Employers must make a decision by July 5, 2023 to determine whether they use an AEDT to make employment decisions. If they choose to use it, they must commission an independent bias audit, publish a summary of such audit report, provide notice to applicants and employees of the tool’s use and functioning; and notify the affected individuals that they may request an alternative selection process or accommodation.
Similarly, in 2021 the Equal Opportunity Employment Commission (EEOC) launched an initiative on “algorithmic fairness” in employment. As an initial measure in this initiative, the EEOC and the Department of Justice jointly issued guidance on using AI tools in employee hiring. The initiative aims to guide employers, employees, job applicants, and vendors to ensure that these technologies are used fairly and consistently with federal equal employment opportunity laws.
This serves as a reminder for companies to remain responsible for hiring decisions made by the AI they use.
In India, RBI issued recommendations for digital lending to support efficient and scalable underwriting in lending. It talks about the critical components required to use algorithmic underwriting: A snippet (Para 220.127.116.11 of the WGDL Report) of the Recommendations accepted for Immediate Implementation states:
i. REs to ensure that the algorithm used for underwriting is based on extensive, accurate and diverse data to rule out any prejudices. Further algorithm should be auditable to point out minimum underwriting standards and potential discrimination factors used in determining credit availability and pricing.
ii. Digital lenders should adopt ethical AI which focuses on protecting customer interest, promotes transparency, inclusion, impartiality, responsibility, reliability, security and privacy.
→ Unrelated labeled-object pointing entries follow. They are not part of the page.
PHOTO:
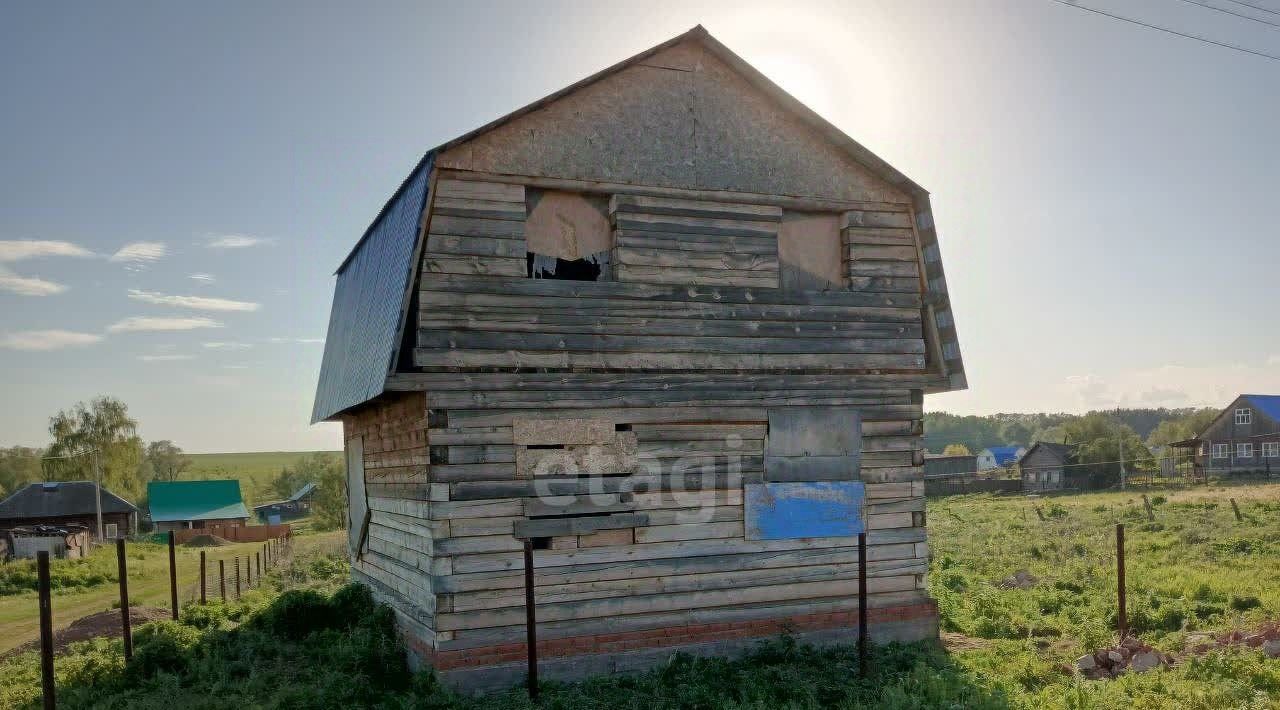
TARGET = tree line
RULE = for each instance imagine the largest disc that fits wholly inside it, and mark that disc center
(1141, 434)
(99, 438)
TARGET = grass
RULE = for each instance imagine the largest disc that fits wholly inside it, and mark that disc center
(254, 470)
(149, 583)
(1192, 571)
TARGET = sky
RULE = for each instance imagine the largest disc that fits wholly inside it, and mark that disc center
(179, 181)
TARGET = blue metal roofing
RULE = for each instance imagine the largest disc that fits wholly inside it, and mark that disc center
(1004, 454)
(1266, 403)
(368, 301)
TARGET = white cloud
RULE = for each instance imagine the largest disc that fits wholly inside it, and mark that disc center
(46, 339)
(27, 285)
(145, 324)
(137, 255)
(234, 242)
(193, 302)
(22, 250)
(19, 250)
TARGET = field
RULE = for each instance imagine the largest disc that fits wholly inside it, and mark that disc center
(149, 585)
(1025, 586)
(255, 470)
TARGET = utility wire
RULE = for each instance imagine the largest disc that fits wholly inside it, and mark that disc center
(1148, 26)
(1256, 7)
(1267, 22)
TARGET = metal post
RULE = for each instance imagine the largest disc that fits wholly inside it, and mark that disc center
(173, 577)
(46, 630)
(126, 632)
(863, 632)
(1121, 618)
(97, 491)
(530, 619)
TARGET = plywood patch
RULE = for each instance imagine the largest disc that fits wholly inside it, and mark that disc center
(804, 509)
(810, 251)
(567, 225)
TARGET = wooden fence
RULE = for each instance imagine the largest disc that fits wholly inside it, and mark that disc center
(236, 534)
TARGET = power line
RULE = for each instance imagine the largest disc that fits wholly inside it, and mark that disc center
(1233, 13)
(1256, 7)
(1148, 26)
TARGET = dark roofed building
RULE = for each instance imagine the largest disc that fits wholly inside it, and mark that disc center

The EU Agency for Fundamental Rights (FRA), in December 2022, published a report, ‘Bias in algorithms – Artificial intelligence and discrimination’. Given the findings, it is necessary to conduct a comprehensive assessment of algorithms. FRA called on the EU institutions and EU countries to:
- Test the algorithms for bias
- Provide guidance on sensitive data to assess potential discrimination
- Assess ethnic and gender biases
- Consider all grounds of discrimination biases
- Strive for more language diversity, and
- Increase access for evidence-based oversight
As we navigate the increasingly pervasive role of artificial intelligence, bias is a critical issue that demands our attention. A biased model can perpetuate discrimination, reinforce inequalities, and have profound implications for individuals and communities.
Tackling bias effectively requires active collaboration among policymakers, technology developers, researchers, and civil society to continuously refine and enhance regulations and standards. A proactive approach from organizations and individuals to ensure responsible data collection, robust algorithmic design, and ongoing monitoring of AI systems for bias is also necessary.